2. Can Vaccines Be Developed for MPNs? Study Examines the Challenges
Following up on a breakthrough 2022 article in Science, authors writing in Frontiers in Immunology explored the role of human leukocyte antigen genes in MPNs with calreticulin (CALR) mutations, which lack T cells to target this antigen. They conducted analyses involving 42 patients with CALR mutations and 158 with JAK2 V6127F mutations, as well as 1083 healthy controls. The authors note that mutations appear as cancer cells form but before symptoms appear and this window before malignancy can offer the opportunity for a vaccine.
But the analyses proved anything but straightforward. Authors found evidence of T cells from neoantigens for both CALR and JAK2 V617F in healthy controls, but not in the patients with MPNs. This means CALR mutations are immunogenic, the authors said, so they ran tests to see if neoantigens could bind to specific HLA-1 molecules. No luck there. Despite these findings, they wrote, the work shows both CALR and JAK2 V617F undergo changes during development, “which is consistent with the idea that, in many cases, driver cancer mutations are HLA-I and HLA-II restricted.”

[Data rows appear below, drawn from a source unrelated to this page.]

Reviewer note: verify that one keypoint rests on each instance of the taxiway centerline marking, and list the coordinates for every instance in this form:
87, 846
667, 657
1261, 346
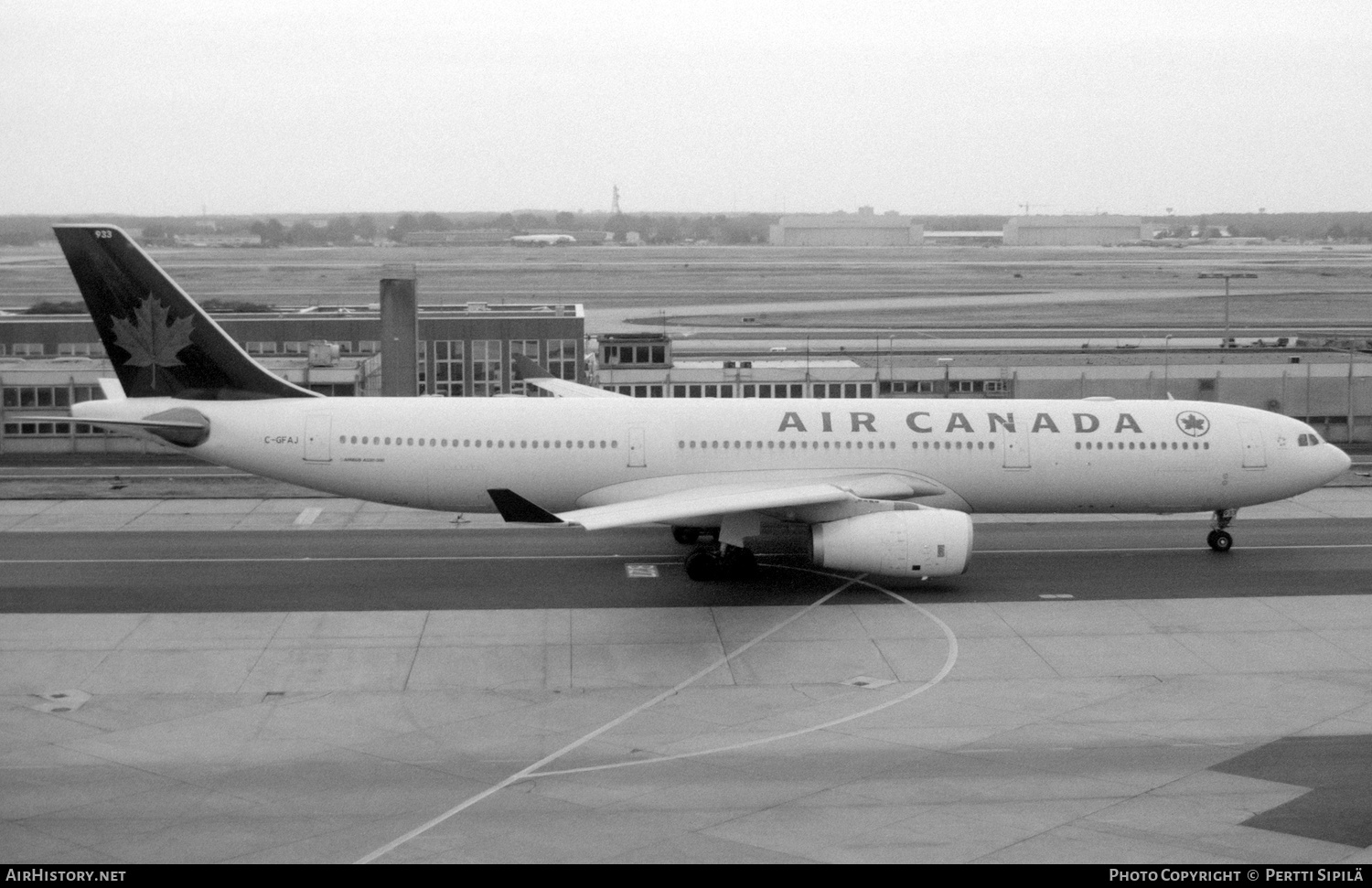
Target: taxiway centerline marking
949, 663
351, 558
612, 723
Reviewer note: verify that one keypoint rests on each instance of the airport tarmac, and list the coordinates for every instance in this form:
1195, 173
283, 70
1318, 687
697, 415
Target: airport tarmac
1086, 693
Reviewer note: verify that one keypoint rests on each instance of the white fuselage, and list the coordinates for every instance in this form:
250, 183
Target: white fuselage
565, 454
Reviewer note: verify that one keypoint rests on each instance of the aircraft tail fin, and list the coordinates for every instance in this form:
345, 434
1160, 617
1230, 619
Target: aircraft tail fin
159, 340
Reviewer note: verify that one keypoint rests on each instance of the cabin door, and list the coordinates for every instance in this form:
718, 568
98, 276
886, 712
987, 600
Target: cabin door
317, 433
1254, 452
1014, 448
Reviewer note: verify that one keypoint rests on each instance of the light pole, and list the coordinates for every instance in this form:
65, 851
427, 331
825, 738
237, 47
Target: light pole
1227, 276
1166, 362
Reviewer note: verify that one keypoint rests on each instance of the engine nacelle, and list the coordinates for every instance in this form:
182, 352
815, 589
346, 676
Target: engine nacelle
918, 542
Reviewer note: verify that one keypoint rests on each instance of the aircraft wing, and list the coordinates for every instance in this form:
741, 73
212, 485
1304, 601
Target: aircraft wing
535, 375
713, 500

The findings might show those with healthy immune systems would response to a CALR-based vaccine, but what of those with MPNs? “Based on our assay, no definitive conclusions can be drawn regarding the frequency of healthy individuals who may possess existing T cells that recognize CALR [mutation]–derived neoantigens in the context of specific HLA-I molecules.”
1. Dr Raajit Rampal Discusses Disease Modification and Emerging Therapies in Polycythemia Vera
In this video interview, Raajit Rampal, MD, PhD, of Memorial Sloan Kettering Cancer Center, discusses a number of challenges in developing disease-modifying therapies and strategies in PV. When it comes to new therapies, he said, recognized end points may not measure important, meaningful things that affect disease progression and quality of life for patients. In deciding how to use current therapies, today’s “paradigm may need to change” to allow for more use of therapies for younger patients.
Finally, Rampal discussed rusfertide, a hepcidin memetic, now in phase 2 studies. It has shown promise in allowing patients to become “phlebotomy independent,” which he said would be an important end point due to the AEs that this process involves. “Phlebotomy is not a bit of a benign thing; I think that's an important thing for everyone to realize.”